The good news is that no U.S. flights were stuck on airport tarmacs for more than the three hours, the limit set by federal rules.

The U.S. Department of Transportation reported Thursday that only 70.7 percent of domestic flights arrived within 14 minutes of schedule — that's the leeway allowed while still being counted as on-time.

The on-time rate fell sharply from the 79.6 percent in February 2013 but was better than January 2014's 67.7 percent mark.

Airlines reported 23,719 canceled flights, or 5.5 percent of all scheduled departures, the highest rate for February since the government started keeping track in 1995, according to the Transportation Department.

"We faced historically bad weather in February — literally the worst we have seen — with snow and ice storms nearly every day somewhere in the system," said Jean Medina, spokeswoman for the airline industry trade group Airlines for America. "There were many times when it was simply not safe to operate, driving record cancellations."

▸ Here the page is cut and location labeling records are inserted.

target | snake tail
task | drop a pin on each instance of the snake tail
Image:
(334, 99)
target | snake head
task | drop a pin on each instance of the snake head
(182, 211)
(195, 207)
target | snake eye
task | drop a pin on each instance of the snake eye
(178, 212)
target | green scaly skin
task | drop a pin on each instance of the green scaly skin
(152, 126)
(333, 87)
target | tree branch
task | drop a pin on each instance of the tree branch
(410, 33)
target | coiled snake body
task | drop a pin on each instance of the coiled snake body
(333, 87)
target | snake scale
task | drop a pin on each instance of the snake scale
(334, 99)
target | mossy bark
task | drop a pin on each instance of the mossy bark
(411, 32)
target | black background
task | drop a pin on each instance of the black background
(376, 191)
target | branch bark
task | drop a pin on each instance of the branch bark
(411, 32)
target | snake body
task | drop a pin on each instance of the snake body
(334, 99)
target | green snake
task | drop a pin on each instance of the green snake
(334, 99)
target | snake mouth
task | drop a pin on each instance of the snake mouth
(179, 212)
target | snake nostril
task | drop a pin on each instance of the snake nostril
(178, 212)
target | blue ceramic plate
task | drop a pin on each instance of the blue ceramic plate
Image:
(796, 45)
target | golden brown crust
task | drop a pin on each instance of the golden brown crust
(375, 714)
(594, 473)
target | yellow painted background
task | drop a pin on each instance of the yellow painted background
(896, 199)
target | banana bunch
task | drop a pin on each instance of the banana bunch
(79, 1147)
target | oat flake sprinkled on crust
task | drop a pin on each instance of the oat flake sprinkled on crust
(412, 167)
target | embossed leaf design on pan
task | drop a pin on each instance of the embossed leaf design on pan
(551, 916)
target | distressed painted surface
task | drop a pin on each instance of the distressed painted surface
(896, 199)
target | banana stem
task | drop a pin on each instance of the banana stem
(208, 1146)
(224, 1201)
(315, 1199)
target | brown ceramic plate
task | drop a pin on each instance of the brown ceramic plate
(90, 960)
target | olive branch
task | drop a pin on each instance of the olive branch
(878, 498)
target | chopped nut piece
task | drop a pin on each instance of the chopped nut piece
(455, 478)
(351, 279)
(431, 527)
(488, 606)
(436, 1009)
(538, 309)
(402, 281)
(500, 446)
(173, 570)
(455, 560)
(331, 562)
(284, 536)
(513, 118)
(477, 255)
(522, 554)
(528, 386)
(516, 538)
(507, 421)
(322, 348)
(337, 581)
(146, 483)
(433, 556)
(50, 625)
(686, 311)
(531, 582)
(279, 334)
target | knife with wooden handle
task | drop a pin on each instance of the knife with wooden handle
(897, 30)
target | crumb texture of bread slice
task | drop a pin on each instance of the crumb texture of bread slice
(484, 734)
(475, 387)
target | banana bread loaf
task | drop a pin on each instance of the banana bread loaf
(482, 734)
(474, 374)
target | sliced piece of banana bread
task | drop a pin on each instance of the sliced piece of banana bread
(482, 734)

Medina said it was remarkable that there were no violations of the tarmac-delay rules, which prohibit ground delays of more than three hours for domestic flights or four hours for international ones.

Hawaiian Airlines had the best on-time rating — it usually does, being insulated from most of the mainland's bad weather — at 90.1 percent. Regional airline ExpressJet ranked last at 59 percent on-time.

Among the largest five airlines, Delta was on-time most often, followed by American, US Airways, Southwest and United.

One in every nine flights on ExpressJet and one in 11 on American Eagle were canceled. Regional airlines fly smaller planes and are usually the first to have flights canceled during bad weather.

Reports of mishandled baggage and complaints were both up from a year earlier.

The government figures are compiled from 14 airlines that each operate at least 1 percent of all domestic flights. They exclude Spirit Airlines, Allegiant Air and many regional carriers.